Regarding the API, it is quite different than Pregel’s. Vertices do not expose a single Compute() method, rather each vertex go through a pipeline of independent processing stages. “Cell parsers” take care of transforming vertices between stages, eliminating unnecessary local variables to keep the graph compact in memory.

Haloop

The project advertises itself as a prototype on its front page, so don’t expect production-ready code. It is supported by the National Science Foundation.

Haloop takes a different approach than the other frameworks. It is not a BSP implementation, nor is it built on top of an MPI core: Haloop enhances Hadoop by allowing iterative jobs (loops). Of course, BSP can be approximated by writing a big outer loop called superstep, but the flow of data would still be that of Hadoop.

Haloop is actually a fork of Hadoop 0.20.x. There is no official release, but the source code is publicly available under an Apache 2.0 license.

Product comparison

Provided your use case deals with a large graph, or your problem can be modelled as a graph before being stuffed into a processing service, the following table should help you decide which products should be considered as eligible for your needs.
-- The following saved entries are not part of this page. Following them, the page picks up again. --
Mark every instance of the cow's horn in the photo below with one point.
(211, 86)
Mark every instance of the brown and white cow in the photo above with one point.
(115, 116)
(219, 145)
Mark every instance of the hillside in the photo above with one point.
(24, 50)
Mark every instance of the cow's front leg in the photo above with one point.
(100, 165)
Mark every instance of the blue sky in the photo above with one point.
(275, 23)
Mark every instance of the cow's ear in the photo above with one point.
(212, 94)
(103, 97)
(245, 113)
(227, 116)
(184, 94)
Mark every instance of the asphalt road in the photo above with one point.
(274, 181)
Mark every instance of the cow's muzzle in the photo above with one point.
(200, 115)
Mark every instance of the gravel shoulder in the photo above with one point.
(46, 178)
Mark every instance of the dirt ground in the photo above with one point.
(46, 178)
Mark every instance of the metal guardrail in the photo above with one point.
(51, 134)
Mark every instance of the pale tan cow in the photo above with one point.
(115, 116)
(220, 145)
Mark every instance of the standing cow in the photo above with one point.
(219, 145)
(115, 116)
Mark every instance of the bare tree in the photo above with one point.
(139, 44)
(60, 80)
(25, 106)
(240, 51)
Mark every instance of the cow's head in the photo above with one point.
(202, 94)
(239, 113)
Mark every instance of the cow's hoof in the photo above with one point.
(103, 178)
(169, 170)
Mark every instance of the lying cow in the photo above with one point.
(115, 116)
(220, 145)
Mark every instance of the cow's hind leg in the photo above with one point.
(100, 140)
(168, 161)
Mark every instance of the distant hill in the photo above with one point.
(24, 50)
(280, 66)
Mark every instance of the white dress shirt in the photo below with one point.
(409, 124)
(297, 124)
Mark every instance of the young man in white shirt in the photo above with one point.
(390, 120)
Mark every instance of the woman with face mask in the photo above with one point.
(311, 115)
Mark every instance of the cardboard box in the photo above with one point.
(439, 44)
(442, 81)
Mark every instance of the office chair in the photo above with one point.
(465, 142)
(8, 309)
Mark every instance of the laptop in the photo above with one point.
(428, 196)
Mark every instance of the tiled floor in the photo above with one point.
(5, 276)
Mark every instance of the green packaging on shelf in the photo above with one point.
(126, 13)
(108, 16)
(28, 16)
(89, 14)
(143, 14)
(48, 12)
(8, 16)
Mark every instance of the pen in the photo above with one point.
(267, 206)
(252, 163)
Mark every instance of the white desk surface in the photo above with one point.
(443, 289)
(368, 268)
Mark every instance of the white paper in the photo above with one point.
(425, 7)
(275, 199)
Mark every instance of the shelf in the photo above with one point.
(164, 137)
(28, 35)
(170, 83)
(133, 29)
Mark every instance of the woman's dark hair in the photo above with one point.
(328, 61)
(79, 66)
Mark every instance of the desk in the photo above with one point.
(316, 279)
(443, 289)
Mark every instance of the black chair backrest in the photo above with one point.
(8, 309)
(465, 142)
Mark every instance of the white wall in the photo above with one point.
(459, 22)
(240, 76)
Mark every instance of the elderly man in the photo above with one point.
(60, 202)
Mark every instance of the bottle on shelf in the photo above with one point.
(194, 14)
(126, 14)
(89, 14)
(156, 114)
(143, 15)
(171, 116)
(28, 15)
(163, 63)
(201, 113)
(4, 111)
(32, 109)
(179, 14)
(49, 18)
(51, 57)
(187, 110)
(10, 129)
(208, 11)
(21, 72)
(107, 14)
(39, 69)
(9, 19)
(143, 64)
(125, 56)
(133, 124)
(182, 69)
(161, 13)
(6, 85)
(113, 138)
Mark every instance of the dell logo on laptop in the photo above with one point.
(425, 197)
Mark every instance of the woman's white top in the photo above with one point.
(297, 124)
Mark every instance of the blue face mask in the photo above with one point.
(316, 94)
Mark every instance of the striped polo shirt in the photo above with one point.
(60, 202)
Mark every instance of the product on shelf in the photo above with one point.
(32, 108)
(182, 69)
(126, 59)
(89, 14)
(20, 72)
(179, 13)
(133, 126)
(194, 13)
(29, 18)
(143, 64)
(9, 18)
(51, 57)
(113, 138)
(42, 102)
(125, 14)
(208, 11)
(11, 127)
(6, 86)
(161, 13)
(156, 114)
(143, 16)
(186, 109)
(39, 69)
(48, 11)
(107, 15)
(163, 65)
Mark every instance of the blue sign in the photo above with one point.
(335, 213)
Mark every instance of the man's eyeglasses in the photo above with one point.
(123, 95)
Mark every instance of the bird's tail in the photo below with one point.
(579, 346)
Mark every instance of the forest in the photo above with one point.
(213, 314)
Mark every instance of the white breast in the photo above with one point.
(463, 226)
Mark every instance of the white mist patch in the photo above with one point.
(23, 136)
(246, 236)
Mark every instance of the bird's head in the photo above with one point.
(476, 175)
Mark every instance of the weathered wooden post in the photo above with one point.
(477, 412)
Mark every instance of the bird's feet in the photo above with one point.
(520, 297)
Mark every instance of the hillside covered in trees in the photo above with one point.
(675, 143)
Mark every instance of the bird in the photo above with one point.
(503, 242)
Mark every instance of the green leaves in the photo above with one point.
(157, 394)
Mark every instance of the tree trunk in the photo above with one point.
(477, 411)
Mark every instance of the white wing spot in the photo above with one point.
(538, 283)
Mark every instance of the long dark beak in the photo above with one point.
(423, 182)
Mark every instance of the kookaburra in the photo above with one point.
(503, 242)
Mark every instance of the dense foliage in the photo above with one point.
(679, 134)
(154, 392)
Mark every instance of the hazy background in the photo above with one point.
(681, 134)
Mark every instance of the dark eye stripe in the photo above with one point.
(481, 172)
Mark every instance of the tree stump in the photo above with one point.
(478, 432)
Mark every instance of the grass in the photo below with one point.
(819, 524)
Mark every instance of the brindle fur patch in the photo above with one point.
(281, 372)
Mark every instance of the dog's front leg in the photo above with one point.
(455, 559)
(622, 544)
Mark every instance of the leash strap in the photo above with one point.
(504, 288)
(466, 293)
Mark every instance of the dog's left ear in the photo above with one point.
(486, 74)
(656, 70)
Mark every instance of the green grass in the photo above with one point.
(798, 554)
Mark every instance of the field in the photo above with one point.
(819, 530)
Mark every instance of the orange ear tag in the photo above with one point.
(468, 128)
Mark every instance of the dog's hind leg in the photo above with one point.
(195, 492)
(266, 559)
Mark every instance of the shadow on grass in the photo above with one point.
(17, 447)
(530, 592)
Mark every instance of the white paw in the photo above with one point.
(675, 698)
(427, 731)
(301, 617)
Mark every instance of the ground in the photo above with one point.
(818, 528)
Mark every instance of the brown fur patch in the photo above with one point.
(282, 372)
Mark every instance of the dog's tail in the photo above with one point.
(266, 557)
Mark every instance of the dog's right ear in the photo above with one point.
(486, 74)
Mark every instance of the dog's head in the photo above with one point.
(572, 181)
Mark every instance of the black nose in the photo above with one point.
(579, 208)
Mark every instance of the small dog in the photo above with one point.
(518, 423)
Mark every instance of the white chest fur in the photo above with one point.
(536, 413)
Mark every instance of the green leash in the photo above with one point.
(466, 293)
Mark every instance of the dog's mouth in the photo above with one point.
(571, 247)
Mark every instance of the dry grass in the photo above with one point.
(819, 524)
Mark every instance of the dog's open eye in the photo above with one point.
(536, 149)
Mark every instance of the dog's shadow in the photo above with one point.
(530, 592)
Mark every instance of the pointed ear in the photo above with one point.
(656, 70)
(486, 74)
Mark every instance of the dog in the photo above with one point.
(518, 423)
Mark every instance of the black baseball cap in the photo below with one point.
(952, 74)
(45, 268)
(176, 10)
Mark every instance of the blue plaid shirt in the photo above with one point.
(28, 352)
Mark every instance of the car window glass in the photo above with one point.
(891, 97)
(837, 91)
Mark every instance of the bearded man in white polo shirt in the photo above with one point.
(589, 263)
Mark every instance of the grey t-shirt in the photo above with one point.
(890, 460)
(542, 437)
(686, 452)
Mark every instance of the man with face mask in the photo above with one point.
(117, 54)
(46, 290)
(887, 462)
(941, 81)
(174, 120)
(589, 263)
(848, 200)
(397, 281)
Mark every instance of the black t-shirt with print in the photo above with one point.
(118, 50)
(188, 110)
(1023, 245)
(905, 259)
Pregel is identified by almost all projects as the reference for distributed processing of large graphs, so we tried to show how much of the Pregel API is proposed by the various solutions.

| Project | Type | Algo / Approach | Pregel-like API¹ | | | | Fault tolerance | Stack | Recent activity | License | | --- | --- | --- | --- | | | | --- | --- | --- | --- | --- | --- | --- | | V | A | C | M | | Hama² | Incubation³ | BSP | Y | N | Y | N | Y | Hadoop 1.0 | Active | Apache | | Giraph | Incubation | BSP⁴ | Y | Y | Y | Y | Y | Hadoop 0.20⁵ | Active | Apache | | Pheobus | Hobby | BSP⁴ | Y | Y | Y | Y | N | Erlang | Active | Apache | | GoldenOrb | Sponsored | BSP⁴ | Y | N | N | N | ? | Hadoop 0.20 | Dead? | Apache | | HipG | Academic | MPI | Y | Y⁶ | N | Y⁷ | N | Ibis MPJ | None | GPL | | Signal/Collect | Academic | MPI | Y | Y | N? | Y | N/A⁸ | Proprietary Scala⁸ | Active | Apache | | Trinity | Academic | MPI | Y | Y⁶ | N | N? | Y | Proprietary .NET | ? | Not publicly available | | Haloop | Prototype | MapReduce | N | N | N | N | Y⁹ | Hadoop 0.20 (fork) | Active | Apache |

1. V=vertex object model, A=aggregators, C=message combiners, M=explicit support for topology mutations 2. 0.5.0 is not released yet; the information comes from the 0.4.0 documentation and the source code for 0.5.0-RC2 3. Undergoing transition to Apache Top-Level Project 4. inspired by Pregel 5. the project compiles and the example runs with Hadoop 1.0.2 6. Through operations called “reducers” 7. “On the fly” graphs 8. version 2.0 will be based on Akka 2.0, to enable distribution of the computation 9. Assuming that Hadoop’s native HA capabilities were brought forward into Haloop 10. Hadoop fork

Stricly speaking, none of those solutions have known references in production, and none of them comes with a significant collection of algorithms from the graph theory. Apache Hama and Giraph look more promising because of their open-source nature, their activity and their proven technical foundation – i.e. Hadoop. Between the two Hama is more mature, and more flexible (not purely graph-oriented), but Giraph has contributions from people working at big Internet companies (Yahoo!, Facebook, Twitter, Linkedin) that have always been strong supporters of the open-source ecosystem.

Conclusion

Our next step, at OCTO, will be the implementation of a real use case with (probably) one of the solutions that were presented in this article. This will be the opportunity to look deeper into the products, to challenge their maturity, their robustness and HA capabilities! And of course, if other promising graph processing platforms come to our knowledge, we’ll write about them.